For its part, the Basel Committee says it remains committed to the current implementation schedule for the NSFR and to the principle that requiring banks to hold high quality liquid assets for up to a year is necessary to prevent a future systemic collapse.
A person familiar with the Basel Committee’s plans also insisted that the implementation of the LCR and NSFR are not linked, but that the committee has prioritised its work on the LCR because it was due to be implemented earlier.
NSFR is in many ways more intrusive than LCR because it examines banks’ business models and practices. This requires banks to better match their assets and liabilities to prevent them from running out of funding if an extended crisis restricts their access to funding markets for up to a year. Such prolonged crisis conditions were responsible for the collapse of Northern Rock in 2007 and to a large extent Lehman Brothers the following year.
But two banking industry sources said they consider the current draft of the NSFR fundamentally flawed for several reasons. One of these sources said the NSFR as it is drafted really doesn’t work, in part because its “one-size-fits-all” approach makes otherwise stable funding facilities such as repurchase agreements (repos) unviable. At the same time, he said, the new standard creates “perverse incentives” that would cause banks to load up on potentially riskier assets simply because they match liabilities and allow the bank to meet the minimum standard.

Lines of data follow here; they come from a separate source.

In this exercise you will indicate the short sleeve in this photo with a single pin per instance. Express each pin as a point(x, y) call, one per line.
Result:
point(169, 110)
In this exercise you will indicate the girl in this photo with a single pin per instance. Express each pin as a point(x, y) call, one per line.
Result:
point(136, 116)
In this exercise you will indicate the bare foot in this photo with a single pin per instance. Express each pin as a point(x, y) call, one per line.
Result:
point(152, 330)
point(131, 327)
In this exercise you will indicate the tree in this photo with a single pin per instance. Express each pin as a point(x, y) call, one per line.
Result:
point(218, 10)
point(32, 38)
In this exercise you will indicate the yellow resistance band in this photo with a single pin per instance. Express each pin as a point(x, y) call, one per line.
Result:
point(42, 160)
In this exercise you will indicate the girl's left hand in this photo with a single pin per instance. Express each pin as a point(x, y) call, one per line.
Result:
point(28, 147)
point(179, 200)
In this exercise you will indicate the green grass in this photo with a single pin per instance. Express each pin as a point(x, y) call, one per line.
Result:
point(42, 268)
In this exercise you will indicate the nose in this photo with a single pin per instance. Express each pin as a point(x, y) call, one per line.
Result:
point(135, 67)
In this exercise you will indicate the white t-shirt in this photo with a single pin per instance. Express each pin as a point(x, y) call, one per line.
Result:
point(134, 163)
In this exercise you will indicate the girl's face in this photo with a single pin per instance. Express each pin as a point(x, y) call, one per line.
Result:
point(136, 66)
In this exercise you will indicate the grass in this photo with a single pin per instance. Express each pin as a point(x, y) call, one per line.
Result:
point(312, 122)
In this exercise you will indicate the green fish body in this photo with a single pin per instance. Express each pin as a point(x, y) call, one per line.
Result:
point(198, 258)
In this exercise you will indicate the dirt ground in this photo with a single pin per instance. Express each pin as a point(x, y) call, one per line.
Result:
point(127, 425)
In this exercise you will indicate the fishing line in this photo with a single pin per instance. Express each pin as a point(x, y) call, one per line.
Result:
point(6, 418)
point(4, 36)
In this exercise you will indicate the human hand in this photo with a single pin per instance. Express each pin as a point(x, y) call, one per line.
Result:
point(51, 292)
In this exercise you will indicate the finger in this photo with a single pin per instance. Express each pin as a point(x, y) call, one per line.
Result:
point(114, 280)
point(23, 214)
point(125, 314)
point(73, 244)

One example of this is that a bank holding blue chip equities would be required to hold more stable funding (50%) than it would for a nine-month loan to a hedge fund, which can be held at a 0% weighting. Similarly, he said marketable securities held for less than a year are risk weighted at 5% under NSFR, while a retail mortgage loan somehow falls into the “all other assets” category, thereby requiring a 100% risk weighting.
Both industry sources said that while they welcome the compromise on the LCR and the longer implementation time frame, they feel the kind of issues that the NSFR tries to manage are more effectively addressed through the Basel III framework’s existing Pillar 2 requirements. These requirements include regular reporting of liquidity risks by the banks along with closer monitoring of cash flow forecasts and stress testing by the supervisor.
The second industry source said that regulators globally are already monitoring bank liquidity “much more closely than previously,” by looking at their models and monitoring the maturity of assets they hold, as well as by stress testing cash flows. He expects Pillar 2 reporting and national supervision to become the cornerstone of bank liquidity monitoring under Basel III.
This source cited a recent example of intensifying regulatory commitment to maintaining adequate liquidity in a recent note sent by the UK’s FSA to bank fund managers. He said that in the letter, the FSA asked fund managers to avoid putting retail clients into term deposits so as to “make sure deposits are on call,” as well as to protect depositors from losses in the event of a crisis.
The second industry source said he now expects that NSFR “will fade into the background over the next few years” as further lobbying by banks convinces regulators that implementation is both unnecessary and counter-productive. FSA declined to comment.